Mohon tunggu...
Petrus Pit Duka Karwayu
Petrus Pit Duka Karwayu Mohon Tunggu... Lainnya - Penulis Jalanan

Jika kamu tidak bisa membuat orang lain kagum dengan kepintaranmu, maka paling tidak kamu dapat membuat mereka bingung dengan kebodohanmu.

Selanjutnya

Tutup

Humaniora

Habislah Gelap Terbitlah Terang: Holocaust Menuju Auschwitz!

29 Desember 2019   18:28 Diperbarui: 29 Desember 2019   22:57 30
+
Laporkan Konten
Laporkan Akun
Kompasiana adalah platform blog. Konten ini menjadi tanggung jawab bloger dan tidak mewakili pandangan redaksi Kompas.
Lihat foto
https://www.jewishvirtuallibrary.org/holocaust-survivors

"Perennial suffering has as much right to expression as a tortured man has to scream;" kata Theodor W. Adorno dalam bukunya Negative Dialektik (1970) terjemahan E. B. Ashton. Kalimat asli Adorno sebetulnya, "Das perennierende Leiden hat soviel Recht auf Ausdruck wie der Gemarterte zu brllen,"--- "penderitaan yang berkepanjangan mempunyai hak untuk diungkapkan sebagaimana orang yang dirajam (sama dengan martir: Gemarterte) mempunyai hak untuk menjerit (brllen)." Yang menarik, Theodor Adorno menempatkan kalimat tersebut dalam bagian akhir bukunya "Meditationen zur Metaphysik" dengan alasan, "kemampuan metafisika dilumpuhkan karena peristiwa-peristiwa aktual telah menghancurkan dasar yang mana pemikiran metafisis spekulatif bisa direkonsiliasi dengan pengalaman". Menurutnya, metafisika spekulatif ini nantinya berujung pada totalitarianisme.

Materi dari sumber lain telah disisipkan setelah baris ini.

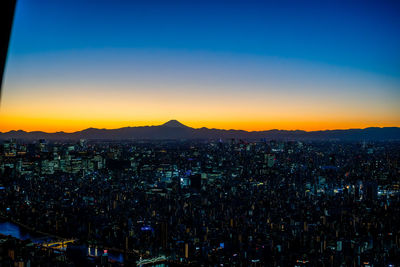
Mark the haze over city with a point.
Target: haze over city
(257, 66)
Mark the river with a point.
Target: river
(12, 229)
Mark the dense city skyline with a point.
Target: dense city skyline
(308, 66)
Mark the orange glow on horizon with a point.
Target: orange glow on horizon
(70, 125)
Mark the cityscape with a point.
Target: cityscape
(200, 133)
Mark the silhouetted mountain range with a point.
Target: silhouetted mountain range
(173, 129)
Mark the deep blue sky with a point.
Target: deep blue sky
(358, 34)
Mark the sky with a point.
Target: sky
(251, 65)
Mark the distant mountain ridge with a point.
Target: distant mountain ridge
(173, 129)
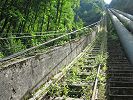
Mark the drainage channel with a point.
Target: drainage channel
(120, 73)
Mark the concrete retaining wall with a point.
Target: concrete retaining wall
(20, 77)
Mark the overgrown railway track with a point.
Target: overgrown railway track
(82, 80)
(120, 72)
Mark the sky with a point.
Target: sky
(108, 1)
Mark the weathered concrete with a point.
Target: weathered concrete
(20, 77)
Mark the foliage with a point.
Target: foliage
(124, 5)
(30, 16)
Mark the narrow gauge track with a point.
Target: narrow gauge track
(120, 72)
(80, 81)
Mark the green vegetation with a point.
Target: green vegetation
(124, 5)
(34, 17)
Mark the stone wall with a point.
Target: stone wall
(20, 77)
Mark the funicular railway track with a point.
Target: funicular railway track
(80, 82)
(120, 70)
(120, 73)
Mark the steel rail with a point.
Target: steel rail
(125, 36)
(124, 20)
(95, 84)
(30, 36)
(35, 47)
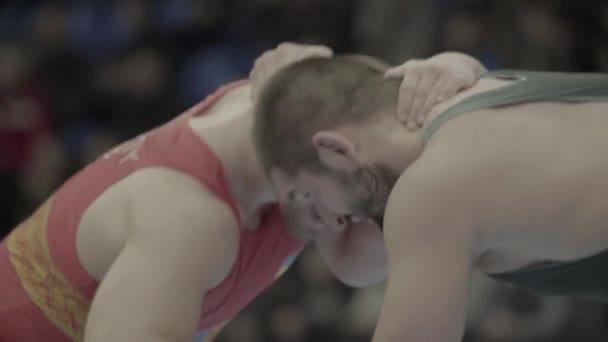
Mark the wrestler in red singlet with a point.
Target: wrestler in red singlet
(45, 292)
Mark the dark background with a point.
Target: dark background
(76, 77)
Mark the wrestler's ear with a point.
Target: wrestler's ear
(335, 151)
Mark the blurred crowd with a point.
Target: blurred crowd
(76, 77)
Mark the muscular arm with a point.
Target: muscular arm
(182, 241)
(430, 247)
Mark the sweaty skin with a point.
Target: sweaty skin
(495, 189)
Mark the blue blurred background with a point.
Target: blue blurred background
(76, 77)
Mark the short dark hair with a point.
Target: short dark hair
(313, 95)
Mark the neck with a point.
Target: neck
(233, 143)
(389, 142)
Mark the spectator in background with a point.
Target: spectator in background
(91, 72)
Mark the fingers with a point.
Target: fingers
(421, 97)
(407, 92)
(432, 99)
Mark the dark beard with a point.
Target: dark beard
(370, 188)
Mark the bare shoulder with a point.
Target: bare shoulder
(435, 195)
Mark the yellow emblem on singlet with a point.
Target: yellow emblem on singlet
(42, 280)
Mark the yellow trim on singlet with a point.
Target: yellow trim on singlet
(42, 280)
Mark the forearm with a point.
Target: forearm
(458, 57)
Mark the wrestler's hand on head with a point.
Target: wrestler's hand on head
(427, 82)
(283, 55)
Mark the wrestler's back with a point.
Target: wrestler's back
(540, 191)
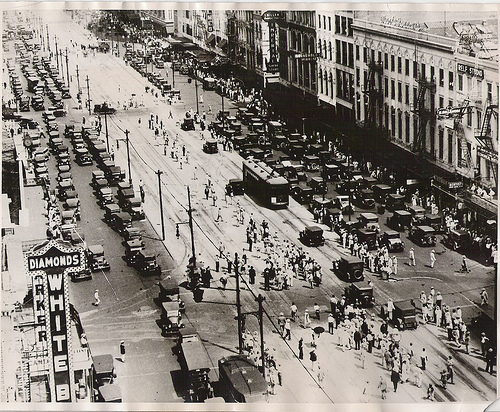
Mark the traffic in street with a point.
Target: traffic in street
(220, 208)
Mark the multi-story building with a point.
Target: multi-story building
(406, 71)
(336, 72)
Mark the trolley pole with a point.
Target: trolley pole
(128, 157)
(88, 94)
(238, 303)
(260, 299)
(159, 172)
(67, 66)
(191, 229)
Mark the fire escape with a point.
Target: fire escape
(373, 91)
(425, 112)
(485, 138)
(457, 113)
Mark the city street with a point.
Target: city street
(128, 311)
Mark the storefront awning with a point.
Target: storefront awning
(222, 44)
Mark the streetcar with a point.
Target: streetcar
(265, 185)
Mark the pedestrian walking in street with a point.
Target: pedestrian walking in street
(412, 257)
(313, 358)
(96, 298)
(331, 322)
(307, 319)
(317, 311)
(293, 311)
(433, 258)
(382, 385)
(288, 329)
(395, 377)
(490, 360)
(484, 297)
(122, 351)
(449, 368)
(423, 359)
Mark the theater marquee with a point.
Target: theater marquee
(50, 265)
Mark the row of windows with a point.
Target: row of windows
(343, 25)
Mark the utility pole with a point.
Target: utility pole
(260, 299)
(128, 157)
(57, 53)
(67, 67)
(159, 172)
(88, 94)
(196, 90)
(106, 127)
(78, 78)
(192, 232)
(238, 303)
(48, 38)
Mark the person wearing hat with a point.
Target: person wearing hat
(412, 257)
(484, 297)
(122, 351)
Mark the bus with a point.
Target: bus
(265, 185)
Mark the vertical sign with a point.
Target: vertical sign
(50, 264)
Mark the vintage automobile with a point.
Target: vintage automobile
(312, 236)
(360, 293)
(146, 264)
(349, 268)
(457, 239)
(399, 220)
(187, 124)
(96, 259)
(395, 201)
(210, 146)
(417, 214)
(404, 315)
(364, 198)
(369, 220)
(368, 236)
(392, 240)
(237, 187)
(422, 235)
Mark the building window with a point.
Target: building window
(407, 127)
(450, 147)
(441, 143)
(400, 125)
(393, 122)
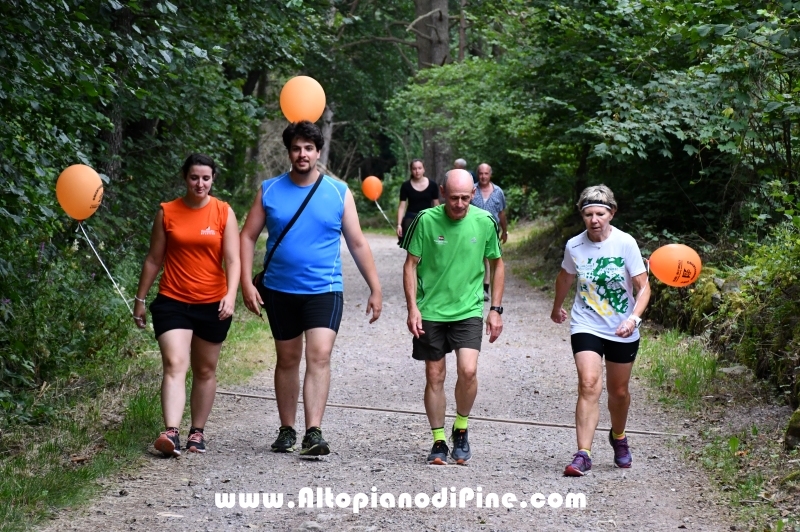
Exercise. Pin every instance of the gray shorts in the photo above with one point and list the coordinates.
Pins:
(442, 337)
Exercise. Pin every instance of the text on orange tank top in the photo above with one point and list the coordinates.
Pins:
(193, 261)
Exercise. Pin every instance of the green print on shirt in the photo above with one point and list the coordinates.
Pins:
(602, 285)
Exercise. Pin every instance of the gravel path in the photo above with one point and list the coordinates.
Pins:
(527, 374)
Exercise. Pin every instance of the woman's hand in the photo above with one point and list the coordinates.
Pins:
(251, 297)
(626, 328)
(227, 305)
(139, 314)
(559, 315)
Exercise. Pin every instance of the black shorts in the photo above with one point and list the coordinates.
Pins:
(291, 314)
(201, 318)
(619, 352)
(442, 337)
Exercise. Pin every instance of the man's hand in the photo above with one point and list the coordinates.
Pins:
(494, 325)
(226, 306)
(414, 322)
(251, 297)
(559, 315)
(375, 304)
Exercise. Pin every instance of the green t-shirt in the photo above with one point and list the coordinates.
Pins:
(450, 270)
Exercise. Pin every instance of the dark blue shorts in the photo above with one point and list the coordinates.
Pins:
(201, 318)
(291, 314)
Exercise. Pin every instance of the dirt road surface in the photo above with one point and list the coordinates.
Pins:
(527, 374)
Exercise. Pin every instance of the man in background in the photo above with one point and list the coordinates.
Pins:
(490, 197)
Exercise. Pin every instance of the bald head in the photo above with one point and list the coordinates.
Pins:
(457, 191)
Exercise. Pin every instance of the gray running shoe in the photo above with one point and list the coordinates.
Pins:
(460, 453)
(438, 454)
(287, 437)
(314, 445)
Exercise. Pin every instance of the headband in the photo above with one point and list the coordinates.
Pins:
(592, 203)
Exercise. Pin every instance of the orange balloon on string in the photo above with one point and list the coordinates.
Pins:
(372, 188)
(676, 265)
(79, 191)
(302, 98)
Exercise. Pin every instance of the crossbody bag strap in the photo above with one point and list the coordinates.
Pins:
(292, 221)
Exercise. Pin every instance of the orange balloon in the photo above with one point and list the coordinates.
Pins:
(676, 265)
(372, 188)
(79, 191)
(302, 98)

 Memasuki abad XX narasi manusia merayakan libertas mencuat pesat di negara-negara Eropa. Semua bermula dalam gerakan humanisme Renaisans abad XVI dengan perkembangan sains dan teknologi yang nantinya amat menentukan gerakan-gerakan Pencerahan abad XVIII di Eropa. Dari abad Pencerahan ini, Rene Descartes (1596-1650) dengan Cogito, Ergo Sum (I think, therefor I am) membuka babak baru yang dikenal Modern atau Moderna (Latin) yang sama dengan "saat ini" (Jerman: Jetzteit) ataupun "kebaharuan". Kendati dalam perkembangan waktu, Immanuel Kantlah (1704-1824) yang lebih desisif menyusun paradigma modern, namun sebagai pembuka jalan, Rene Descartes diperhitungkan berarti.

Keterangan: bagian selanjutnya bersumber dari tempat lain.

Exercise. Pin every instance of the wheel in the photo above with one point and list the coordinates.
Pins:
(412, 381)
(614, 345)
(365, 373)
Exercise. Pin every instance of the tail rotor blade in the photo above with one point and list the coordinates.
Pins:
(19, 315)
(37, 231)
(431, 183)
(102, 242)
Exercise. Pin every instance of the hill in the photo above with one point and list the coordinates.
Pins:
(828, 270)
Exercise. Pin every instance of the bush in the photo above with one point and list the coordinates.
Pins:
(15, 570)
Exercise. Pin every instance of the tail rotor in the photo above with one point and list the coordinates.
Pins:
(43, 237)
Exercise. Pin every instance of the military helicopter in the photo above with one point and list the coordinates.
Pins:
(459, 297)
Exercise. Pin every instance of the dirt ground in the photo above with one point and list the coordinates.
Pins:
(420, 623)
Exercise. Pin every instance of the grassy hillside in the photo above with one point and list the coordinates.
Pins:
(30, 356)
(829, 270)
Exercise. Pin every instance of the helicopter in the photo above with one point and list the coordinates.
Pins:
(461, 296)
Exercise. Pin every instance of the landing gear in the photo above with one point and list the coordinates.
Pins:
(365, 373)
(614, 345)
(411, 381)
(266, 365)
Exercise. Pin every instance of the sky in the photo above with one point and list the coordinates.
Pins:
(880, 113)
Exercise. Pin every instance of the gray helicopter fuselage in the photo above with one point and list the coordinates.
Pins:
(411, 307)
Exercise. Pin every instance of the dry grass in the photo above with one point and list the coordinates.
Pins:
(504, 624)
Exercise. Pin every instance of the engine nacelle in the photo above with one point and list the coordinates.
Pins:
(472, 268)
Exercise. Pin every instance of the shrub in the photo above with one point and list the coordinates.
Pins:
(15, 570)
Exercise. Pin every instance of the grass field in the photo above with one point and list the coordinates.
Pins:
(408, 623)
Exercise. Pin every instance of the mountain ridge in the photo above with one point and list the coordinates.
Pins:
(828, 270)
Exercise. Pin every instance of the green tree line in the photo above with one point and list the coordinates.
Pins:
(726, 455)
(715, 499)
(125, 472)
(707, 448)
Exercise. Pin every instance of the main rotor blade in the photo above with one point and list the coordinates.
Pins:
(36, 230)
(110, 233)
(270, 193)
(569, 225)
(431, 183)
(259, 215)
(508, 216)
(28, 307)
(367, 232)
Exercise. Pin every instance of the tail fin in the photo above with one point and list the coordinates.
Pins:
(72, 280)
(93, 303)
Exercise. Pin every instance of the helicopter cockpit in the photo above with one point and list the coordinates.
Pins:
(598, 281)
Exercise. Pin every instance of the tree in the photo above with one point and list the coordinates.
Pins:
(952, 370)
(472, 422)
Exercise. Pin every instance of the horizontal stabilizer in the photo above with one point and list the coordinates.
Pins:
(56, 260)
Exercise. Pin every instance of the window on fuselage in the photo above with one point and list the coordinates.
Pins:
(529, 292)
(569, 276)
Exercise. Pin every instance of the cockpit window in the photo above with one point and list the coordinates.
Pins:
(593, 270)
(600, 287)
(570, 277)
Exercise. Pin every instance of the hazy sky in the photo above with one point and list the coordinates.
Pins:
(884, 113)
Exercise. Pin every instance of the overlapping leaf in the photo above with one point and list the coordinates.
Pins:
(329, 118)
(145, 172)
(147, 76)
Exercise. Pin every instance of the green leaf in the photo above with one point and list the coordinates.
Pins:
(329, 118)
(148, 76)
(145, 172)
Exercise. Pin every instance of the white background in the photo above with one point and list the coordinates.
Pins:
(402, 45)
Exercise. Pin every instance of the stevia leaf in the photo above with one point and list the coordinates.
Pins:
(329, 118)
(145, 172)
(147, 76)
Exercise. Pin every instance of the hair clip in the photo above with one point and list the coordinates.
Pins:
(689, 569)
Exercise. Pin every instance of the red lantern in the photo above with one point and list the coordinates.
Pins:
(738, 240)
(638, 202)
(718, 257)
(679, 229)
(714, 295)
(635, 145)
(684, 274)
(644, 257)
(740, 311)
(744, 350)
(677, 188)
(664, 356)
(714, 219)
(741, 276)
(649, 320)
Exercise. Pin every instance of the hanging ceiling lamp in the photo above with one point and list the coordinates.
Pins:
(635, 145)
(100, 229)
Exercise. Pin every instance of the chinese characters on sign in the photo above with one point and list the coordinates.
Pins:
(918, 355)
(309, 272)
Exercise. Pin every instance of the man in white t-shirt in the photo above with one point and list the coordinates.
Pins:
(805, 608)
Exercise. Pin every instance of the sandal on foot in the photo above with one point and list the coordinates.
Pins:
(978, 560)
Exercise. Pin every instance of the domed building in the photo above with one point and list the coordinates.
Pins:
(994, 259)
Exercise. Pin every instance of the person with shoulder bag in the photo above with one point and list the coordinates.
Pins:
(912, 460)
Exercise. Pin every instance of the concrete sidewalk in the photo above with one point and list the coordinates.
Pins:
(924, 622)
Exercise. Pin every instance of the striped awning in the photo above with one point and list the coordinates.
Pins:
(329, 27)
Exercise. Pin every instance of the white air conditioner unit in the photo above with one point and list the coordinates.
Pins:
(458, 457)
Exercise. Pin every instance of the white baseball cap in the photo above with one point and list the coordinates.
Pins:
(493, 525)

Rene Descartes memberi stimulus terhadap konsep episteme akan subjektivitas manusia, diantaranya: Pertama, subjektivitas reflektif, yaitu pengakuan akan kekuatan-kekuatan rasional. Kedua, subjektivitas berkaitan dengan kritik atau refleksi. Ketiga, kesadaran historis yang dimunculkan oleh subjek, bahwa waktu berlangsung secara linear, progresif, unik, dan tak terulangi. Kosekuensinya, kebenaran wahyu lalu diuji di hadapan rasionalitas, legitimasi kekuasaan dipersoalkan melalui kritik, dan kesahihan tradisi dipertanyakan dengan harapan futuristik penuh optimis. Saatnya manusia merayakan subjektivitasnya dengan melibatkan diri pada suatu proyek universal untuk mencapai masa depan yang lebih baik. Pertanyaannya, proyek universal yang seperti apa?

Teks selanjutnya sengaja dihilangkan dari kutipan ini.